Полковник стал им читать пункты, где были изложены показанные выше предположения о переменах. Чтоб раздражить еще более народные интересы, полковник читал им, между прочим, что государь приказывает сбирать со всех хозяев десятину.
– Хотите поддаться крымскому хану или ляхам? – сказал он после этого.

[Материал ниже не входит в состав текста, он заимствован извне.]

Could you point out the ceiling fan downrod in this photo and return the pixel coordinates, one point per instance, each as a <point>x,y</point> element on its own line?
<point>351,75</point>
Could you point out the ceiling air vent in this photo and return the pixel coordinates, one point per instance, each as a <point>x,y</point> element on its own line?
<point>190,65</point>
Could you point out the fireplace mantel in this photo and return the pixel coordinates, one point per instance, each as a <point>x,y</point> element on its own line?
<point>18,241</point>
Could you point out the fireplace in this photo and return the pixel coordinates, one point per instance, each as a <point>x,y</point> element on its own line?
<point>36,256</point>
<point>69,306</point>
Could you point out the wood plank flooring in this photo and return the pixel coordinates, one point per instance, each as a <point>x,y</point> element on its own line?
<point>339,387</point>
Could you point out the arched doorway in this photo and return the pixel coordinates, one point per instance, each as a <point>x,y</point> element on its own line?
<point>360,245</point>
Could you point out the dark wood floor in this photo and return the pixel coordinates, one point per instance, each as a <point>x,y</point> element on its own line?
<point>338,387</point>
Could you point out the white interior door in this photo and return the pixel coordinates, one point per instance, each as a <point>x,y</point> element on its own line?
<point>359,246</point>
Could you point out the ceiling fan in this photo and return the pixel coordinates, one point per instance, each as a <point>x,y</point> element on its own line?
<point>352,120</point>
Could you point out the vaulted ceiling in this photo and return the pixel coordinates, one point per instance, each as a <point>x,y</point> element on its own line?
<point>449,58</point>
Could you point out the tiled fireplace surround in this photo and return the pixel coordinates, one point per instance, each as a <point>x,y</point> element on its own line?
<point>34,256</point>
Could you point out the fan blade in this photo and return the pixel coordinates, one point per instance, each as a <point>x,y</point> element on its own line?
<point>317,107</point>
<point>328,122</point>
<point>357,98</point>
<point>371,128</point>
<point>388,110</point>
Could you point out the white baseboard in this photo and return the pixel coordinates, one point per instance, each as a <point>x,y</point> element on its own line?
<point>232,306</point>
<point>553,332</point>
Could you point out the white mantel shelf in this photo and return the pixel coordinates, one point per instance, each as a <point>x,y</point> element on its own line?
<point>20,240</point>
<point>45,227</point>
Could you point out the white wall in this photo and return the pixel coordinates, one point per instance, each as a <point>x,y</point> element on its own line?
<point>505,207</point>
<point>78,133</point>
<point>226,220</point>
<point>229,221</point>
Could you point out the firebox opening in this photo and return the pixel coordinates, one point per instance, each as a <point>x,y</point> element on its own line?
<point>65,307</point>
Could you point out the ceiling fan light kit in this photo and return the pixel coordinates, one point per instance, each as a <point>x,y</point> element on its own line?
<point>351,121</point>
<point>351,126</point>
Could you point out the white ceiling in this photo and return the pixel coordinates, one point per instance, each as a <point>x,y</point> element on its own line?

Но козаки – говорит один из простого народа, там бывшего, – сейчас догадались, что эти пункты не правые, и сказали: «а мы что сделаем без черни?» Тогда полковник роздал каждому сотнику и атаману экземпляр возбудительного писания, велел собрать рады и прочитать простому народу. Везде по селам чтение это произвело совсем другое впечатление, нежели какого ожидали; козаки говорили: «мы хотим служить великому государю и за ним жить, а ни к крымскому хану, ни к ляхам не пойдем, – мы государские. Куда нам великий государь укажет, туда все пойдем». Такие ответы последовали изо всех сотен. Некоторые сотники и атаманы оповещали простым козакам, что гетман приказывал им наготовить свинец и пульки: в поход за Днепр пойдут. – «Мы за Днепр не пойдем по приказу гетмана, а послушаем и пойдем, когда царский указ будет!»
Услыша о неблагоприятном для его целей настроении народного духа, миргородский-полковник собрал снова раду, отдавал свое полковничество и положил булаву. Сотники, атаманы и есаулы начали его уговаривать, чтоб он оставался, и полковник, как будто нехотя, уступая воле народной, взял опять свой знак. Но этот обычный козацкий маневр вовсе не так подействовал на чернь, как на чиновных лиц; стоя кругом полковника, чернь крепко бранила его, а полковник слушал и притворялся, что не слышит, но видел ясно, что народ его ненавидит. Присылкою бояр и уничтожением козацкого правления трудно было тогда испугать народ. «Мы, – говорил московскому послу любенский войт Котляр, – рады будем, когда придут к нам воеводы с ратными людьми; а гетмана мы все недолюбливаем; и мы, и мещанство, и чернь – заодно; вот будет ярмарка об Николине дне, и мы станем советовать с своею братисю, чтоб нам послать к государю бить челом о воеводах, – чтобы у нас были царского величества воеводы».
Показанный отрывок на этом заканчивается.